Col 3,12-17; sal 150; Lc 6,27-38

Jesús está siempre ceñido al amor. Ama a tus enemigos, haz el bien a los que te odian, bendice a los que te maldicen, ora por los que te injurian. ¿No es ese programa una pura insensatez?, quizá para él no, pero para ti y para mí de cierto que sí. ¿Cómo podremos vivir de ese modo? Todo nos saldrá mal, siempre nos tomarán la tajada y saldremos insensatamente perdedores, por nuestra culpa, por nuestro empecinamiento. Que Jesús haga lo que quiera, lo que tiene concertado con su Padre y con el Espíritu, pero ¿tú y yo? ¿Quién me obliga a ser un perdedor en cada momento de mi vida?, ¿cómo lo resistiré, sin que casi de continuo salgan de mí perdigonadas que corten de raíz esos insensatos consejos? ¡Amad a los enemigos!, pero ¿quién dice semejante sandez? A los enemigos ni el agua, pues siempre estarán pensando en acabar conmigo. Señor, ¿no nos llevas a un mundo que está patas arriba?, ¿cómo voy a ser capaz de semejantes sinsorgadas? Yo lo que haré es mirar por mí y por los míos, pero a los otros, a ellos, que les den morcilla, pues, caso de que me dejara, siempre querrán quitarme lo que tengo y soy. ¡Tengo que defenderme a mí y a los míos!

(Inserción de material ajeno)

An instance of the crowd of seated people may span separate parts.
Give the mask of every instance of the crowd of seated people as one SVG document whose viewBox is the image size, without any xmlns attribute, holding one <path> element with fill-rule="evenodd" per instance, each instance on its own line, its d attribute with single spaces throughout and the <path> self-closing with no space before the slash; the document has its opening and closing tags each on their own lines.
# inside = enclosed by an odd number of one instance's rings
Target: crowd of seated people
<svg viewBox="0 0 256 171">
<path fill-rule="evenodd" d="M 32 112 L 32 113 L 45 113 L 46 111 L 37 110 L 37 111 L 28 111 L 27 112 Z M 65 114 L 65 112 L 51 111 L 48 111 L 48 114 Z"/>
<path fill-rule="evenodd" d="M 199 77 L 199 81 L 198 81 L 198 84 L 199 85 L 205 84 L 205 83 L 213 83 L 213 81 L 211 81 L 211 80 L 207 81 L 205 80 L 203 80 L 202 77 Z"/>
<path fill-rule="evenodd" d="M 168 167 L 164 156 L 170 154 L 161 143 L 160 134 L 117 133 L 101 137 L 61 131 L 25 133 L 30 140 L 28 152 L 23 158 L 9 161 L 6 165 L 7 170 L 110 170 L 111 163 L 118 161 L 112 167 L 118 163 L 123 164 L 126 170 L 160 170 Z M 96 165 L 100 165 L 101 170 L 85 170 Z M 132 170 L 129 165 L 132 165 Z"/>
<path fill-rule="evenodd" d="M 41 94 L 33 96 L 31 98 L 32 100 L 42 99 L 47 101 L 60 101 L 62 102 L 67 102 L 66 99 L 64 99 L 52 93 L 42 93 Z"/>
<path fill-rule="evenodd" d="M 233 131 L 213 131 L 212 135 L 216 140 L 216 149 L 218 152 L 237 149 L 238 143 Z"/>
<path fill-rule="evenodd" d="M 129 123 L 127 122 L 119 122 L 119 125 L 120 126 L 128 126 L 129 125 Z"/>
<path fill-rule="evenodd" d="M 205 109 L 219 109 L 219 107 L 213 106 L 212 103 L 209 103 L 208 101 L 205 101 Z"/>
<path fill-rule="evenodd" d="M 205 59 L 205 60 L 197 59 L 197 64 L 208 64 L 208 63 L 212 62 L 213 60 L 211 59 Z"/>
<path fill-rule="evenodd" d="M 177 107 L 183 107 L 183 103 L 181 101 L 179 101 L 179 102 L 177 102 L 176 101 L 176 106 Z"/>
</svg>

Pero… oigo que una y otra vez me dices: ama a tus enemigos, haz el bien a los que te odian, bendice a los que te maldicen, ora por los que te injurian. Si al menos tuviera la certeza de que haciendo tales cosas la convivencia de la humanidad y de la creación entera fuera a mejor, pero no, por mucho que tú y yo, y unos cuantos seguidores alucinados de Jesús sigan esas prácticas, no parece que nada mejore. ¿Entonces, qué?, ¿para qué esa vida insensata y fuera de lo real? Mas Jesús insiste: ved que soy manso y humilde de corazón. Sí, claro, y así te fue, terminaron contigo dándote muerte infamante. Pero, Señor, veo que insistes y comienza a hacerse una luz en mi interior. ¿Y si tuvieras razón y ese fuera el camino que hemos de seguir? Al fin y al cabo, tú viviste una vida maravillosa, aunque terminara de aquella manera tan horripilante. Tú te acercaste a quienes te miraba pidiendo tu ternura y tu misericordia. Y ellos buscaron arrimarse a ti, sabiendo que encontrarían en ti una mirada que venía de lo alto. Encontraron en ti perdón por sus pecados. Tú les limpiaste el alma. Anda, vete y no peques más. Qué palabras tan asombrosas. Y el velo del templo se rasgó de arriba abajo en el momento de tu muerte, y pudimos contemplar tu corazón a través del pecho herido por la lanzada, y vimos que de él salía sangre y agua. Bañados por ese derrame de ternura, nuestra vida comenzó a ser distinta. Empezamos a comprender que es posible vivir como tú. Que es posible creer en ti, y hacerlo en la comunidad de tus seguidores, de los que tú eres nuestra cabeza y nosotros tu cuerpo. Comprendimos que, en tu Iglesia, vivimos en comunión contigo y con todos. Nos llenamos de alegría siguiendo tus pasos de amor. Quedamos sorprendidos de cómo tu Espíritu gritaba dentro de nosotros: Abba, Padre. Toda aquella manera de vivir que nos parecía tan insensata, nos resulta posible. Más aún, nos conviene como la única vida que merece la pena, aunque nos lleva a una estrecha cercanía con tu cruz. Porque es vida en Dios.